The New York Giants are:
A, Methodical; B, Boring; C, Good, or . . .D, All of the Above.
The answer has to be "D" after the Giants dismantled the New Orleans Saints 24-14 Monday night behind two touchdown passes by Phil Simms and a 75-yard punt return by Dave Meggett.
It was their sixth straight win and kept them on course for the 1993 regular season's Game of the Century, a meeting Jan. 2 at Giants Stadium with Dallas which probably will decide the NFC East title and home field in the NFC playoffs.
"They looked like what we used to be," said Vince Buck of the Saints, who have now lost seven of nine after a 5-0 start.
Now 11-3, the Giants also looked remarkably like the team that won the Super Bowl three years ago, controlling the ball for 36 minutes, 14 seconds.
The Giants held the Saints to just 11 yards rushing - the third-lowest figure in NFL history. That with a defense minus the injured Michael Brooks, New York's premier run-stuffer.
"We've got something going here that could be real positive if we continue," said center Bart Oates, a former BYU player and the 35-year-old veteran of the team's 1986 and 1990 teams that won Super Bowls.
This one went to some of the veterans led by the 38-year-old Simms, who hit 10 of his first 12 passes and finished 15 of 23 for 166 yards.
Mark Jackson, a veteran of three Super Bowls with Reeves in Denver, caught five passes, including a 9-yard TD; Howard Cross, a 1990 veteran, caught the other, a 17-yarder, and Meggett, one of the NFL's top all-purpose backs for five years, closed it out with his punt return for a touchdown.

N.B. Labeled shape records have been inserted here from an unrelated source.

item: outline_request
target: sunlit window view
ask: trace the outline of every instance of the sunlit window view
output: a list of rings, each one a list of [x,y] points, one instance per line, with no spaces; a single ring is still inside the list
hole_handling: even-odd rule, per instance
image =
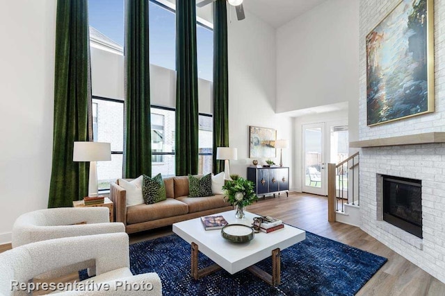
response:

The Saints cut it to 14-7 at halftime by parlaying a fake field goal into a 6-yard play that set up Brad Muster's 1-yard touchdown run. That came at the end of an 80-yard drive, the only sustained movement the Saints had on offense until the Giants had clinched the game.
The win put New York's lead over Dallas in the NFC East back at a game and ensured that the Giants will play the Cowboys for no worse than the division title and NFC home field advantage at the Meadowlands in two weeks. The Giants could clinch the division and the home field next week if they win at Phoenix and the Cowboys lose to Washington.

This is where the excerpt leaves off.